Abstract
The Active Magnetic Bearing system (AMB) is a mechatronic device which is used to suspend rotating parts of a machine so that they rotate without contact to the stationary part of the machine. AMBs are highly nonlinear, non-minimum phase and inherently unstable. This paper has aimed to obtain a robust optimal state-feedback control system for the stabilization of the AMB System, with the help of Genetic algorithm (GA) as an optimization tool which will solve the tedious manual tuning of the weighting matrices in the design of linear quadratic regulator (LQR) and linear quadratic Gaussian (LQG).
The system’s mathematical model has been developed and also the properties of the uncontrolled system have been analyzed. Since AMB is a MIMO system, the interaction of the inputs with the outputs has been analyzed using relative gain array analysis and frequency domain analysis of the system transfer functions. Then, the optimal state feedback controllers have been developed. Here, LQR and LQG controllers are developed.

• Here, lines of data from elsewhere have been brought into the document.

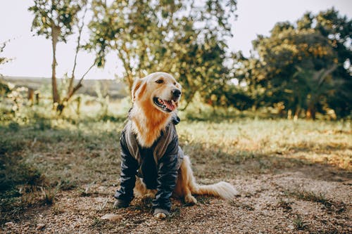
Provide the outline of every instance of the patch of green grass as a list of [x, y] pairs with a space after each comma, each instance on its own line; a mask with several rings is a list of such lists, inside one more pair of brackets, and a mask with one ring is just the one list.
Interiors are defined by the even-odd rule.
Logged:
[[[54, 203], [56, 193], [63, 190], [91, 196], [94, 192], [87, 185], [108, 187], [118, 183], [123, 117], [111, 113], [100, 119], [93, 114], [62, 117], [50, 113], [31, 115], [22, 121], [0, 120], [1, 217], [18, 215], [33, 204]], [[184, 113], [180, 115], [184, 117]], [[184, 119], [177, 129], [195, 176], [210, 179], [209, 183], [233, 179], [241, 173], [270, 173], [305, 164], [352, 170], [348, 122], [294, 122], [229, 116], [216, 121]], [[45, 193], [39, 190], [42, 187]], [[296, 195], [327, 207], [336, 206], [323, 195]], [[210, 199], [197, 197], [201, 204], [208, 204]], [[282, 202], [278, 206], [289, 209], [289, 204]], [[246, 204], [234, 206], [253, 210]], [[339, 207], [344, 211], [344, 206]], [[151, 202], [136, 202], [134, 209], [151, 212]], [[100, 225], [96, 222], [94, 226]]]
[[293, 221], [296, 230], [305, 230], [307, 228], [307, 224], [304, 222], [299, 215], [297, 215]]

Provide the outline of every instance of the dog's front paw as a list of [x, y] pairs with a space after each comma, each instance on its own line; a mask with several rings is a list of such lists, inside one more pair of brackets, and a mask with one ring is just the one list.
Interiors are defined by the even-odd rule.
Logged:
[[170, 215], [170, 212], [166, 209], [156, 208], [154, 210], [153, 216], [156, 219], [164, 219]]
[[166, 218], [166, 214], [165, 214], [164, 213], [158, 213], [156, 214], [154, 214], [154, 217], [159, 219], [164, 219]]

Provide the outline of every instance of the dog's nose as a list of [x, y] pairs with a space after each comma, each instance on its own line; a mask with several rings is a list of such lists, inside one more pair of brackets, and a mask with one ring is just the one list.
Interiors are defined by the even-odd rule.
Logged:
[[172, 93], [172, 96], [175, 98], [178, 98], [181, 96], [181, 91], [177, 89], [172, 89], [171, 93]]

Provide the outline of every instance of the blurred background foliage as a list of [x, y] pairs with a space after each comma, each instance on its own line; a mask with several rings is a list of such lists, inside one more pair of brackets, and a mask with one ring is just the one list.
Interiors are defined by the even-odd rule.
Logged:
[[[202, 118], [206, 110], [210, 116], [229, 117], [246, 111], [294, 119], [351, 118], [351, 19], [331, 8], [308, 12], [293, 23], [277, 22], [269, 36], [258, 35], [246, 58], [227, 44], [234, 33], [229, 22], [237, 18], [236, 7], [235, 0], [35, 0], [29, 8], [34, 14], [32, 30], [51, 40], [51, 82], [32, 90], [1, 80], [1, 112], [17, 117], [21, 109], [42, 106], [47, 112], [54, 110], [53, 116], [64, 109], [66, 116], [79, 115], [82, 106], [91, 110], [89, 105], [95, 103], [101, 108], [96, 110], [118, 119], [111, 105], [122, 115], [127, 112], [134, 79], [164, 71], [182, 85], [181, 109], [189, 117]], [[82, 41], [84, 27], [89, 37]], [[78, 36], [72, 72], [57, 79], [56, 44], [73, 32]], [[0, 65], [10, 60], [1, 56], [8, 42], [0, 46]], [[82, 50], [96, 59], [76, 77]], [[103, 82], [83, 81], [92, 67], [104, 66], [108, 53], [123, 65], [126, 91], [117, 99], [109, 98]], [[84, 83], [92, 86], [90, 93], [77, 92]]]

Finally, Comparative analysis between the controllers and between the design methods was carried out. The proposed GA based design methodology has resulted good Performance. In addition, the GA based design has also resulted improvements in robustness of the control systems. As far as gain margin (GM) and phase margin (PM) are concerned GA has resulted increase of 8.0*10–4 db and 6.02*10–3° in GM and PM respectively for LQR. Whereas, in LQG GA has resulted an increase of 3.8*10–5 db and 2.54*10–4°.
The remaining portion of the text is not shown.